PublicationsA low-dimensional cognitive-network space in Alzheimer’s disease and frontotemporal dementia
BACKGROUND: Alzheimer’s disease (AD) and frontotemporal dementia (FTD) show network dysfunctions linked with cognitive deficits. Within this framework, network abnormalities between AD and FTD show both convergent and divergent patterns. However, these functional patterns are far from being established and their relevance to cognitive processes remains to be elucidated.
METHODS: We investigated the relationship between cognition and functional connectivity of major cognitive networks in these diseases. Twenty-three bvFTD (age: 71±10), 22 AD (age: 72±6), and 20 controls (age: 72±6) underwent cognitive evaluation and resting-state functional MRI. Principal component analysis was used to describe cognitive variance across participants. Brain network connectivity was estimated with connectome analysis. Connectivity matrices were created assessing correlations between parcels within each functional network. The following cognitive networks were considered: default mode (DMN), dorsal attention (DAN), ventral attention (VAN), and frontoparietal (FPN) networks. The relationship between cognition and connectivity was assessed using a bootstrapping correlation and interaction analyses.
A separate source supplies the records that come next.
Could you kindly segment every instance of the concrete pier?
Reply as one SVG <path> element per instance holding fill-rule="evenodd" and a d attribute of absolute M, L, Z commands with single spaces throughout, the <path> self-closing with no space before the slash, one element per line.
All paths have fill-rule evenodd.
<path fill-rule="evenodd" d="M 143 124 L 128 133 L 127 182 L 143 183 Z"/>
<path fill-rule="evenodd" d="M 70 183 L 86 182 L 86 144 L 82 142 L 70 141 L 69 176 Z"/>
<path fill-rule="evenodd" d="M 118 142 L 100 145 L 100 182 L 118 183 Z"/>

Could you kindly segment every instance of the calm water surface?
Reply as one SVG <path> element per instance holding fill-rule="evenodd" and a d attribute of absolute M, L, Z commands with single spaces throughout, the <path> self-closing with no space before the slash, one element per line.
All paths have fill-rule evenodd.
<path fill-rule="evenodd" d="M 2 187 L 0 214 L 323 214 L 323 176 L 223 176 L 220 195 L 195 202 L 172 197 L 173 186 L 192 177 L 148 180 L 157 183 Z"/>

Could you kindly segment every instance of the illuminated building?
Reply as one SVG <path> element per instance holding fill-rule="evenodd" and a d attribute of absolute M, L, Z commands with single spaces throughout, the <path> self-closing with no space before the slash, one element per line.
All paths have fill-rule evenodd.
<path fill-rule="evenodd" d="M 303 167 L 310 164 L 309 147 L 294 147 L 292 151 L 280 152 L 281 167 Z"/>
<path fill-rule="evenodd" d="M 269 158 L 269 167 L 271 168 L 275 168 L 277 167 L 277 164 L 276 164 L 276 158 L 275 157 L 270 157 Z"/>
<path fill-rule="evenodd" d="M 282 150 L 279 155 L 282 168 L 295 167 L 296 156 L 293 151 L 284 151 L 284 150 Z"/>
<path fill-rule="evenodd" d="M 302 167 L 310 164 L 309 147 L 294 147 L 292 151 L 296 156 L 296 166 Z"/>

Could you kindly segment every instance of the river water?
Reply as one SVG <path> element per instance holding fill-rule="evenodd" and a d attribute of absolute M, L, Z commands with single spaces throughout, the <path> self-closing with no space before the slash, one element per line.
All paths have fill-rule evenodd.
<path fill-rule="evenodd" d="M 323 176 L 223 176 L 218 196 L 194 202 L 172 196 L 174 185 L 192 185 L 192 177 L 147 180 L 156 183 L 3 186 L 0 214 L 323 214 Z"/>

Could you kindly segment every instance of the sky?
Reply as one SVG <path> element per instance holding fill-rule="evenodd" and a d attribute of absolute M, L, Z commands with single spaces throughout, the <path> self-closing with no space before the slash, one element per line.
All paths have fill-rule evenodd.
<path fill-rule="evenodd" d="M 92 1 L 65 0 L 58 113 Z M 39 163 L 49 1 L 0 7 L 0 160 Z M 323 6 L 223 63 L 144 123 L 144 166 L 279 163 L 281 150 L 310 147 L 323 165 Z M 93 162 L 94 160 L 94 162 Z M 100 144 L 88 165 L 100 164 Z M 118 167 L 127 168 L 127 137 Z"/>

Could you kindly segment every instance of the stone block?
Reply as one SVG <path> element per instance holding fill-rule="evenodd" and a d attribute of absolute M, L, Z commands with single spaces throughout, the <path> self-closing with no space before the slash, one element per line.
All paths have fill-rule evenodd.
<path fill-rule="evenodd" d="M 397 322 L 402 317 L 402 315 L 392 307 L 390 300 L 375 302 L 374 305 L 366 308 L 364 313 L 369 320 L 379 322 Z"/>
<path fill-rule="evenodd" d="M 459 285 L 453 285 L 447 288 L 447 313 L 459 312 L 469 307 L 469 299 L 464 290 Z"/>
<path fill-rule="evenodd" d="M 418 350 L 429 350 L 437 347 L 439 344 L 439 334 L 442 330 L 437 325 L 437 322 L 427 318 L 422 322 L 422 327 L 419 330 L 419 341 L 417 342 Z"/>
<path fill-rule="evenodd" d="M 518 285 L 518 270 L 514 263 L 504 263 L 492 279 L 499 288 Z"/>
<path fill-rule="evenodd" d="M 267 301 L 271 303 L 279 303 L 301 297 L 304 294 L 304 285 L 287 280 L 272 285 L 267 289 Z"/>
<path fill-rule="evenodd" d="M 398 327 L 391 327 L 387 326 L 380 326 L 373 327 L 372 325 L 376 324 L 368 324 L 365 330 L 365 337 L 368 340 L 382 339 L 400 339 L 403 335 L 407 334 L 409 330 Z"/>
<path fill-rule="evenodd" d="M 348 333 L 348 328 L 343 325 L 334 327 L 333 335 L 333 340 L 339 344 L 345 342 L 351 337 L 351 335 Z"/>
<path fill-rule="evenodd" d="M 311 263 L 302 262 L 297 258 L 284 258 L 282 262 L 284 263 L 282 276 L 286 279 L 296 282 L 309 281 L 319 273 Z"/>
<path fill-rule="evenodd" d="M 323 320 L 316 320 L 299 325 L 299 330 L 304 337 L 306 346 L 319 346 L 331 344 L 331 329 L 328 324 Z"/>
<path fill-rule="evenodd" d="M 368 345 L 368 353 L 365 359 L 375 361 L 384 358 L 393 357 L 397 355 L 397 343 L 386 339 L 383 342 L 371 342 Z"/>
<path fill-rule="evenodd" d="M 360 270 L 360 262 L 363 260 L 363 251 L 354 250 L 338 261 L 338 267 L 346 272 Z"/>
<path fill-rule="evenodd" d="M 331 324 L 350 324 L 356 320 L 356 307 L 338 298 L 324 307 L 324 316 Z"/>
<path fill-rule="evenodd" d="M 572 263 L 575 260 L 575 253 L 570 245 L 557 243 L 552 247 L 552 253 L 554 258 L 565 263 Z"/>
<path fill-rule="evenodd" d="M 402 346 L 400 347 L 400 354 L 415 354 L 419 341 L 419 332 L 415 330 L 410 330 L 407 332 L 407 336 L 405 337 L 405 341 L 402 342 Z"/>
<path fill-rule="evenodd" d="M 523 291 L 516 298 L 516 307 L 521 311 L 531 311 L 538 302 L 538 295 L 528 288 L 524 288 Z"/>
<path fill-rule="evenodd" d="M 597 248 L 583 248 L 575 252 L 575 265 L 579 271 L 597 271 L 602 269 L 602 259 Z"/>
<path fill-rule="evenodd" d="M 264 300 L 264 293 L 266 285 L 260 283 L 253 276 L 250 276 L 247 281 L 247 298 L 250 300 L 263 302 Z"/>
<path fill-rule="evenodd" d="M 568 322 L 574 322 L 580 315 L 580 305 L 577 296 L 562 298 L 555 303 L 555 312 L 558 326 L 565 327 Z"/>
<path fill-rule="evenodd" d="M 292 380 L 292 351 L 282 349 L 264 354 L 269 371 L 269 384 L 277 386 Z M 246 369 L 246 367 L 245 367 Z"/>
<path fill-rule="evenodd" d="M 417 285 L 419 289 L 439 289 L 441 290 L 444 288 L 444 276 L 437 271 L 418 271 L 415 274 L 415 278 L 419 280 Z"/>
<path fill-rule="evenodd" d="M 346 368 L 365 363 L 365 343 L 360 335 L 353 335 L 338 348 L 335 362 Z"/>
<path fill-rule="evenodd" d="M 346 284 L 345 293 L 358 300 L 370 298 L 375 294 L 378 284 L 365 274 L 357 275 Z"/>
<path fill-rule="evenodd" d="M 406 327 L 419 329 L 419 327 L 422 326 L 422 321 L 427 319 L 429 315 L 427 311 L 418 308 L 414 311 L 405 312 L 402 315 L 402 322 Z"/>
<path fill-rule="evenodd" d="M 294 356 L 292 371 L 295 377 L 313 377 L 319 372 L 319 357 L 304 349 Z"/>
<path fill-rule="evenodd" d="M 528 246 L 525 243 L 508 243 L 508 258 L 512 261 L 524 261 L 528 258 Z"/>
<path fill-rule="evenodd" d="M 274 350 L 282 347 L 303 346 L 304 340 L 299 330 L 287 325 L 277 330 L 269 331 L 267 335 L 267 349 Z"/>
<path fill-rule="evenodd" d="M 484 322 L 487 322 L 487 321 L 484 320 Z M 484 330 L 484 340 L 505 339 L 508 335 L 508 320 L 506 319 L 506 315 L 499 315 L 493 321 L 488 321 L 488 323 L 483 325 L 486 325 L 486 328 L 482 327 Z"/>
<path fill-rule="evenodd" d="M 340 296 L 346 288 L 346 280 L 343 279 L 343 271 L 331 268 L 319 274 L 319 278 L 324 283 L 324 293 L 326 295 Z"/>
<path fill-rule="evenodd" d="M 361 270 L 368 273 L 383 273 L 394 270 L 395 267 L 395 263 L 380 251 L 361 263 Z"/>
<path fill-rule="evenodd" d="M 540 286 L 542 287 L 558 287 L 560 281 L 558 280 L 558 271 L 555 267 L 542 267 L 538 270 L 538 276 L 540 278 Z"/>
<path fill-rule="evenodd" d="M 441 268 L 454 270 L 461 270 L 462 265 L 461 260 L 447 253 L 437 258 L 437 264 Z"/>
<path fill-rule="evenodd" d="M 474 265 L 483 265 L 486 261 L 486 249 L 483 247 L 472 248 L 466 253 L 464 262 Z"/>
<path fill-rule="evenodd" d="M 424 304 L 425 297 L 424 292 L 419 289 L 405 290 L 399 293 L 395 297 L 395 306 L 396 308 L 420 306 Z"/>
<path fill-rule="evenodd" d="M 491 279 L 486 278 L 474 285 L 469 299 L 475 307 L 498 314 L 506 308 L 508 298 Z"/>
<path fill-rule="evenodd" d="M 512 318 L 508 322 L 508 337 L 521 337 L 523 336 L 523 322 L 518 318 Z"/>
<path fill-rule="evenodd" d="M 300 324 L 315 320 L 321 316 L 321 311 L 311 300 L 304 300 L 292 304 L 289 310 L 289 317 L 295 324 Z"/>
RESULTS: Three principal cognitive components explained more than 80% of the cognitive variance: the first component (cogPC1) loaded on memory, the second component (cogPC2) loaded on emotion and language, and the third component (cogPC3) loaded on the visuo-spatial and attentional domains. Compared to HC, AD and bvFTD showed impairment in all cogPCs (p<0.002), and bvFTD scored worse than AD in cogPC2 (p=0.031). At the network level, the DMN showed a significant association in the whole group with cogPC1 and cogPC2 and the VAN with cogPC2. By contrast, DAN and FPN showed a divergent pattern between diagnosis and connectivity for cogPC2. We confirmed these results by means of a multivariate analysis (canonical correlation).
CONCLUSIONS: A low-dimensional representation can account for a large variance in cognitive scores in the continuum from normal to pathological aging. Moreover, cognitive components showed both convergent and divergent patterns with connectivity across AD and bvFTD. The convergent pattern was observed across the networks primarily involved in these diseases (i.e., the DMN and VAN), while a divergent FC-cognitive pattern was mainly observed between attention/executive networks and the language/emotion cognitive component, suggesting the co-existence of compensatory and detrimental mechanisms underlying these components.